Next, CompCert performs instruction selection for the specific architecture that it is targeting. This is done via instruction tiling which can recognize basic algebraic identities. For example, the instruction selection pass will transform 8 + (x + 1) × 4 into x × 4 + 12. These algebraic identities are proven in CompCert in order to assist in the semantic preservation proof. The selected instructions are very similar to available PowerPC instructions. Next, CompCert makes the control flow of the program more explicit via a transformation to the RTL IR, which represents control flow using a CFG. In addition to generating a CFG, the RTL representation transforms variables into pseudo-registers, of which there are an unlimited supply of. The RTL representation is a convenient representation to perform optimizations on, so CompCert runs several dataflow analyses on the program in order to perform optimizations such as constant propagation, common subexpression elimination, and lazy code motion.

The next transformation pass performed by CompCert maps the pseudo registers to hardware registers or abstract stack locations using a register allocation algorithm. The algorithm implements an approximation of the graph coloring algorithm in OCaml which is used in CompCert using the validator method discussed above. Further passes linearize the CFG, spill registers on the stack and insert the necessary loads for temporaries. Some simple optimizations like branch tunneling (removing branches to branches) are also performed as part of these passes. Finally, CompCert performs instruction scheduling to increase instruction level parallelism on super scaler processors, such as PowerPC processors, and generates PowerPC assembly code.

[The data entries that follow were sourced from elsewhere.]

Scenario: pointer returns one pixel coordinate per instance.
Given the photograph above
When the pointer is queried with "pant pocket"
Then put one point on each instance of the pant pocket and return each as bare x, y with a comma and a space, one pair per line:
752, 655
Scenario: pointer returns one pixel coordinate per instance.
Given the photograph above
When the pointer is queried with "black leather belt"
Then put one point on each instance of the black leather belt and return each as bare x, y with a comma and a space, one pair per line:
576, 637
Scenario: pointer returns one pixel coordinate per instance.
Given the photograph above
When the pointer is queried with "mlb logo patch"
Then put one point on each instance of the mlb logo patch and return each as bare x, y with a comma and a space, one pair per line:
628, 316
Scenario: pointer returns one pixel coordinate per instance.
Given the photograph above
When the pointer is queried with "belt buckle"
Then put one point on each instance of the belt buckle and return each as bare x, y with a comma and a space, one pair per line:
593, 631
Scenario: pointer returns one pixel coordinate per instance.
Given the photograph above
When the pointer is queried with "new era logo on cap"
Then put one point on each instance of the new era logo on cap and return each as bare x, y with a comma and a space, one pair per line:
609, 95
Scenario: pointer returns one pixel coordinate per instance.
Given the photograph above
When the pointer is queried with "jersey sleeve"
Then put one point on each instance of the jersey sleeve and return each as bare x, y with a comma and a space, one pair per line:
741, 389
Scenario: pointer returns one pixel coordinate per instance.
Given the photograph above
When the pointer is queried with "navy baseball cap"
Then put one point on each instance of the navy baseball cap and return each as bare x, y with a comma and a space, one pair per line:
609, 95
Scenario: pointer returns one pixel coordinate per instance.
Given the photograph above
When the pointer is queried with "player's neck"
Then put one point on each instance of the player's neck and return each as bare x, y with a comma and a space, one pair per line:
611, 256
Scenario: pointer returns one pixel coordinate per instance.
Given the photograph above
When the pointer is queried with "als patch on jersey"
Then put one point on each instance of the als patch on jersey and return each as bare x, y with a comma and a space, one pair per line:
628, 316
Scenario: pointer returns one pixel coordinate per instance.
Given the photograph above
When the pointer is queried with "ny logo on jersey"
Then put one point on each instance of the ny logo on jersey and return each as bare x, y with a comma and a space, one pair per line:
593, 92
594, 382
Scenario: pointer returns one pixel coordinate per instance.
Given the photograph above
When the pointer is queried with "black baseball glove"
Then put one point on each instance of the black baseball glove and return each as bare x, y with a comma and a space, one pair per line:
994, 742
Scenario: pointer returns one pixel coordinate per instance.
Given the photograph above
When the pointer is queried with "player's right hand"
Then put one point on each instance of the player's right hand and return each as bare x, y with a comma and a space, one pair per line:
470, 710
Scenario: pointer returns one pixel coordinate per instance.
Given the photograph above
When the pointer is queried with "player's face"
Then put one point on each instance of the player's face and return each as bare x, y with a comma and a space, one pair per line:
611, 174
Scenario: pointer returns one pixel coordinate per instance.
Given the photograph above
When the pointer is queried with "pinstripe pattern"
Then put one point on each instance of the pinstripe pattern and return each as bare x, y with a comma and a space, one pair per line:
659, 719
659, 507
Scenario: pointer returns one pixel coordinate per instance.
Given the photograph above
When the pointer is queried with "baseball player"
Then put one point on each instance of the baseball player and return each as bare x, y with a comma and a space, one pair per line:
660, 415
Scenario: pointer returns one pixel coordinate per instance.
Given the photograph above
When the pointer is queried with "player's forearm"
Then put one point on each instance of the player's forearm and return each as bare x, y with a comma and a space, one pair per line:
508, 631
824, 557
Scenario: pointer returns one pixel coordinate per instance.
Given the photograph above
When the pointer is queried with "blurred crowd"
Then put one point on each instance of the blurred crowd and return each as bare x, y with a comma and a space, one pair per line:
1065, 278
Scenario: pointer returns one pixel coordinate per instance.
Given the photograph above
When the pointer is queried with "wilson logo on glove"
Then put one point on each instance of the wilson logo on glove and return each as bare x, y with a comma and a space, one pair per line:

Verification of the Register Allocation Pass

In order to explain the verification process in more depth, the paper describes some of the more technical details of the register allocation pass. The register allocation pass operates on the RTL IR. In this representation functions are represented as CFGs with instructions that roughly map to assembly instructions supported by the PowerPC architecture. However, the instructions use an infinite supply of pseudo-registers, also known as temporaries. The execution semantics of the RTL IR are given by a set of small step semantics. The small step semantics operate over a global environment, which includes a list of all of the temporaries and their values as well as the state of memory. CompCert represents memory as a collection of blocks with a bounded size. Pointers are described as pointing to some offset from the base of a memory block.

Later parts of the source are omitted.